The bumper sticker is right. 

Compared with the inquisitions of the good old days, at least conceptually today’s faith seems relegated to the Middle East, a few southern states, and a day at the end of the week where everyone tries to sleep in. Not science. From the engineered fabric of your clothes to the thing you are using to read this right now (on whatever the internet is), science is everywhere. Sure, anti-vaxxing, flat-earth creationism seems to be having a moment, and now and then we still kill a Galileo or heckle a Swedish teenager for being inconveniently truthy, but other than the occasional heretic burning cheat-day, on the whole civilization is eating an increasingly science-based diet. 

It’s annoying. 

Who isn’t glad to know our stomach can be doused by Pepto rather than Hailing Mary and swallowing a leech, but where’s the wonder? Where’s the magic? Plus, aren’t you a little suspicious that science’s answer for the unknown is that we haven’t scienced enough?

Science: “Science hasn’t worked so far? Double down, more science.” 

We didn’t study much past E=MC Hammer, but anything needing that level of faith and ongoing investment usually falls somewhere between religion and a pyramid scheme. Because of all/none of that, the R2AK has remained largely science-free, until now. 

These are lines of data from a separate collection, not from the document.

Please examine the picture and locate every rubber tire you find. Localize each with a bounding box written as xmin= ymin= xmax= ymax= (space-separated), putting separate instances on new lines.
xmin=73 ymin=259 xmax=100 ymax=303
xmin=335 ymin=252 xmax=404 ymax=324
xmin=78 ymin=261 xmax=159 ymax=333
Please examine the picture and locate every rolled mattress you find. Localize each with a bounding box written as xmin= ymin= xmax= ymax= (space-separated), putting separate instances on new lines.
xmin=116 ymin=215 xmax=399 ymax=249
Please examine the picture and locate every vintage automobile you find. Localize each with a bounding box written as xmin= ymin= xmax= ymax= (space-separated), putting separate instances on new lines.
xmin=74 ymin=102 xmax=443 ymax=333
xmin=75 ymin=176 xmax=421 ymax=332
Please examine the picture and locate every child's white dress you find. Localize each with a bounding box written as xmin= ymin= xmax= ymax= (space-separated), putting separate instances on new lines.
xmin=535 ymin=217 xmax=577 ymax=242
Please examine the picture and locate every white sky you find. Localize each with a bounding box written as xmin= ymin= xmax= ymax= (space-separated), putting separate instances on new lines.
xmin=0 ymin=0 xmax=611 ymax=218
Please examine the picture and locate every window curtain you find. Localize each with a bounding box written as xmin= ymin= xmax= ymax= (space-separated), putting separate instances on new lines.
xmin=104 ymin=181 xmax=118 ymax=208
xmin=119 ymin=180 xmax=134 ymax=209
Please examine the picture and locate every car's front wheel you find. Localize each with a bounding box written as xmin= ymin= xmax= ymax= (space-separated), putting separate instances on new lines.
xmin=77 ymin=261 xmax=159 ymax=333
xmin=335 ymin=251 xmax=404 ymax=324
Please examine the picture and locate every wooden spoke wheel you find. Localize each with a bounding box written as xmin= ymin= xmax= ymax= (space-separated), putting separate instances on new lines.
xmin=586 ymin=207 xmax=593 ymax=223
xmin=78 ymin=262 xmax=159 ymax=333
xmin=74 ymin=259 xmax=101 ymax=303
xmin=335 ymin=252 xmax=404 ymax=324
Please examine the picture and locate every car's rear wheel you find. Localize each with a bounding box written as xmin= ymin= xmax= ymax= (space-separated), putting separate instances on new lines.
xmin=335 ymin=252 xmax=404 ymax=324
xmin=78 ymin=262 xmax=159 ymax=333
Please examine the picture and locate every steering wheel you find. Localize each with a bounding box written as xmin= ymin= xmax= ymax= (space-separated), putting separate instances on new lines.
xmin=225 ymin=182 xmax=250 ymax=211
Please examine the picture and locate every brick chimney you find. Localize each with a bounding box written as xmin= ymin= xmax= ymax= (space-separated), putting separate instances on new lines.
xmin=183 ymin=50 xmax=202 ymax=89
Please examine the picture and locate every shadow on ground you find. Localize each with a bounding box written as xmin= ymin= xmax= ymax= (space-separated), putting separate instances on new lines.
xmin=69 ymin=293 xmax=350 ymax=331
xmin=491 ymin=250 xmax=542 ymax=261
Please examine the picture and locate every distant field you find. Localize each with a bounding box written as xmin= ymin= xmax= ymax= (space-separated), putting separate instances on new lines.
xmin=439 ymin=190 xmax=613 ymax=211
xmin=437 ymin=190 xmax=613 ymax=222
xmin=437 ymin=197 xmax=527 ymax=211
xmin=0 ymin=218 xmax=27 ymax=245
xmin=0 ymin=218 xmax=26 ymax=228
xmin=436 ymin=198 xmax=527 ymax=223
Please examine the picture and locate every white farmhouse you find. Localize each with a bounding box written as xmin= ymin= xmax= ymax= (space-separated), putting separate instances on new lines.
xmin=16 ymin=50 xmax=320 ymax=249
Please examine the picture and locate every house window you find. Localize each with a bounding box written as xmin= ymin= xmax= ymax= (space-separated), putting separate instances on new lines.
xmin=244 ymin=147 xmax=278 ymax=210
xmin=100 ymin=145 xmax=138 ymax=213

Team Oceanus is an honest-to-God test lab for the hypothesis that “science is everywhere,” even in low-tech rowboats entered in the overly analog Race to Alaska. The sole crew of Team Oceanus’ 15’ Peapod Dory is a science professor so dedicated to his field of study that he has convinced his dean that the best way to teach science is to use the R2AK as the subject for his students, and that the best way to fully engage his class in the science of R2AK is to cut class for the last few weeks to do the race. 

We’ve never heard of a teacher cutting class before, but what’s more important than science class? Science itself. 

We are not making this up. 

Shaun’s decided on an adorable 15’ rowing and sailing double ender, not an orthodox lapstrake wood and bronze affair  but a bit of space age heresy; fiberglass in the form of a traditional wooden boat.  Then convinced the college he works for to not just let him go on the trip but to make it his job to do so. Usually at this point we’d talk about his qualifications, how he (science-word trigger warning) evolved his skills from Sea Scout to southern ocean delivery skipper by the time he was 22, then worked first as a whitewater then sea-kayak guide until the science dragged him out of the water and into the classroom—but all of that seems secondary to his accomplishment of getting paid to R2AK, for science. That’s groundbreaking. Got to be worth a Nobel Prize in something. That, and the fact that if he finishes he’ll be the smallest boat to complete the full race.  

Not since the Gilligan’s Island breakthroughs in coconut technology has a professor accomplished so much with so little. 

Welcome to the R2AK, Team Oceanus. We look forward to reading the syllabus for R2AKology. We might ask to copy.